Moving away from the project is going to be a slow process for Mozilla

Jul 10, 2012 15:31 GMT  ·  By

The announcement that Mozilla was stopping development on Thunderbird came as quite an unwelcomed surprise to a lot people.

Given that the desktop app has over 20 million users, there were quite a few that were upset and confused. Mozilla clarified some details in the days following the announcement and has now answered some of the lingering issues.

Mozilla did say that it would continue to support the software with security and stability fixes, but that new features would come from the community exclusively. But it did not lay down a clear deadline on this, possibly because it didn't have one yet.

To put worries to rest, Managing Director of Thunderbird, answered a few questions that users had. For one, he assured users that Thunderbird will get full support for at least another year.

"We have a solid plan to support Thunderbird until the second half of 2013 and are discussing how we support it beyond that date," he said.

This means that features the team was working on will continue to be developed and completed.

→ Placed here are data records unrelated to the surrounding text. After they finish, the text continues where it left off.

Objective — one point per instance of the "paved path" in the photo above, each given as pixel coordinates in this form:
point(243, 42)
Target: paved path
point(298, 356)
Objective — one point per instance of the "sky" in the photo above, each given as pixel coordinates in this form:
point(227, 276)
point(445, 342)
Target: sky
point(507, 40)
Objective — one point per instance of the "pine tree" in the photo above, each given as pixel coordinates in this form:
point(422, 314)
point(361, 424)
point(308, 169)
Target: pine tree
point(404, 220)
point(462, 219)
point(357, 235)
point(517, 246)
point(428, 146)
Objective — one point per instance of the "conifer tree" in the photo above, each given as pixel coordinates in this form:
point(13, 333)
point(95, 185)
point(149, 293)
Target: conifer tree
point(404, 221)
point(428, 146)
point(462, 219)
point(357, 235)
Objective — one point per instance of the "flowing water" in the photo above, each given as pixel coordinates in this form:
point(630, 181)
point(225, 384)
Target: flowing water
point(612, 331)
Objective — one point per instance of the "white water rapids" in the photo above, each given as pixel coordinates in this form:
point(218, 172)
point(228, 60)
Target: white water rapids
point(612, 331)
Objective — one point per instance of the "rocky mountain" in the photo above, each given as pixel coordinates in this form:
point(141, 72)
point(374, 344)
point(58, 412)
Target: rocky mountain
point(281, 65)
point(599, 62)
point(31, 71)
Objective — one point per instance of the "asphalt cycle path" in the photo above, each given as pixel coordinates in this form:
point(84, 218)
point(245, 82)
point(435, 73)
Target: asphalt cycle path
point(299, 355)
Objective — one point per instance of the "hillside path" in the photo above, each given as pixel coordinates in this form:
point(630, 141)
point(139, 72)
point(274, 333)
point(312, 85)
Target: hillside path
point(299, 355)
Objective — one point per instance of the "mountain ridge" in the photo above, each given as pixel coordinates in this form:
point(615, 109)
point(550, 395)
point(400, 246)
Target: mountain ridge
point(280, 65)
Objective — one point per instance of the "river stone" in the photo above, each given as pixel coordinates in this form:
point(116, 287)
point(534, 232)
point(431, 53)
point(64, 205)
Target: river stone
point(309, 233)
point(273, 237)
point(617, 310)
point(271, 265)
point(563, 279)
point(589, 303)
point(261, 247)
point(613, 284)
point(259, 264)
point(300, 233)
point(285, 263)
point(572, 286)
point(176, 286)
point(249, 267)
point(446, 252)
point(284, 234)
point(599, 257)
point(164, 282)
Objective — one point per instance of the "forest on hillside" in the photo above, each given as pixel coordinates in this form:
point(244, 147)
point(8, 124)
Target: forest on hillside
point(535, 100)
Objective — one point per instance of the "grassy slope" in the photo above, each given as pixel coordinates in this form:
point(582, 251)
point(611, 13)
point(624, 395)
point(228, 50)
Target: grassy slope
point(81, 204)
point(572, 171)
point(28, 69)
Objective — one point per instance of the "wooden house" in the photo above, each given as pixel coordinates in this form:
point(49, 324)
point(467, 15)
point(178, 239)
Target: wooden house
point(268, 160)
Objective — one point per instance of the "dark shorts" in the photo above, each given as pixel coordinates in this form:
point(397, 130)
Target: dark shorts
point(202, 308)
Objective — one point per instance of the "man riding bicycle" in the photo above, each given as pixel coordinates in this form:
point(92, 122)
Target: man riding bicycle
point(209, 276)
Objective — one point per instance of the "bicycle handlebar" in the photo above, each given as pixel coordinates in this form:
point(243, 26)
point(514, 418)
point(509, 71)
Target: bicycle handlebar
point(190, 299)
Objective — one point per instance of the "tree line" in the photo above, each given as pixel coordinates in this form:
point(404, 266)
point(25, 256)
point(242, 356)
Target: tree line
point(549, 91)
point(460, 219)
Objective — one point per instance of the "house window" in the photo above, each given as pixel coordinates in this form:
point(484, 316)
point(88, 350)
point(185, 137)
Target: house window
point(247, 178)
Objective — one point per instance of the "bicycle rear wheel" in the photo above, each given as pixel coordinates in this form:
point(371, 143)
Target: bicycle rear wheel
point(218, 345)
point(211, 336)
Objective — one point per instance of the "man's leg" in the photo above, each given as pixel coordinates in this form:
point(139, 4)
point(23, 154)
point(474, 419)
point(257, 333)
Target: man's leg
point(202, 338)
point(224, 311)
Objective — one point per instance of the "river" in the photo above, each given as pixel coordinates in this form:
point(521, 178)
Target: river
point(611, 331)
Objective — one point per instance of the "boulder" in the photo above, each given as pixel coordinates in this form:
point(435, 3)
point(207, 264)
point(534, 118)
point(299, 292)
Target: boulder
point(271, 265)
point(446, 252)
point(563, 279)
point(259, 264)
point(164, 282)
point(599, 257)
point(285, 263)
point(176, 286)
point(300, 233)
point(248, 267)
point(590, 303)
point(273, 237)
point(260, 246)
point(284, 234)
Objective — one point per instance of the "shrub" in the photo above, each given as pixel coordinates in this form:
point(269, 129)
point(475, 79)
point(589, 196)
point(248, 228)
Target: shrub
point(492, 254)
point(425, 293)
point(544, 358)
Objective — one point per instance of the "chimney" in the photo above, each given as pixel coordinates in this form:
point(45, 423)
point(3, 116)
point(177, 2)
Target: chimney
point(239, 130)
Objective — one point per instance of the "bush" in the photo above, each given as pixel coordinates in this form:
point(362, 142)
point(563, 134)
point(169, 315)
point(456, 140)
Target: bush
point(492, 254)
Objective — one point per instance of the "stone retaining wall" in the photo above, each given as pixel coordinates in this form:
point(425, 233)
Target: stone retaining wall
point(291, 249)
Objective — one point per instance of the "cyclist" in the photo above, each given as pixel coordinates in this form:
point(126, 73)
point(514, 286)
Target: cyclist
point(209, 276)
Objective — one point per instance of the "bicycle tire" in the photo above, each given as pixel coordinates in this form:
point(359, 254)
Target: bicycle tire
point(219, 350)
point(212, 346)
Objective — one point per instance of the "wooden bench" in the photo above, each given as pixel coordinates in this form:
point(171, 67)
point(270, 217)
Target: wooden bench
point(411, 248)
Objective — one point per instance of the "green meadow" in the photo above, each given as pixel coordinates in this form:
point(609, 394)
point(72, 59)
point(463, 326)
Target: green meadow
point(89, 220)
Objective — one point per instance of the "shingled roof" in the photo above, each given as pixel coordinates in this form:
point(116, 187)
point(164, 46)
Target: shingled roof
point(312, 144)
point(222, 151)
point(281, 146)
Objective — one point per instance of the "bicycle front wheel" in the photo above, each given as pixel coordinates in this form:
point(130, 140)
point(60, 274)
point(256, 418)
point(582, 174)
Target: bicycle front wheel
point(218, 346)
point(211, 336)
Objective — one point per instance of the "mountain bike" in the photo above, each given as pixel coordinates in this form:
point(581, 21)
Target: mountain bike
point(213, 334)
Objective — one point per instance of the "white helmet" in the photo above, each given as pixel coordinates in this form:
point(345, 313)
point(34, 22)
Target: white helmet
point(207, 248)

This includes "cool innovations landing such as Thunderbird Chat (instant messaging), additional Thunderbird Filelink and personalized email partners, as well as new community-driven features. Beyond that, Mozilla will accommodate community-contributed features when they become available."

Mozilla believes that Thunderbird is fine as is, which may sound like a cop out, but is probably true. Thunderbird users want to be able to manage one or several email accounts via a desktop app. They want to be notified when new messages come in, work with attachments, forward messages to groups and so on and so forth.

All of these features have been available in Thunderbird for a long time. There's not much else to do other than completely revamp the product, but that's what the web-based email clients are doing. The only big feature that might be missing is built-in chat and that's on its way.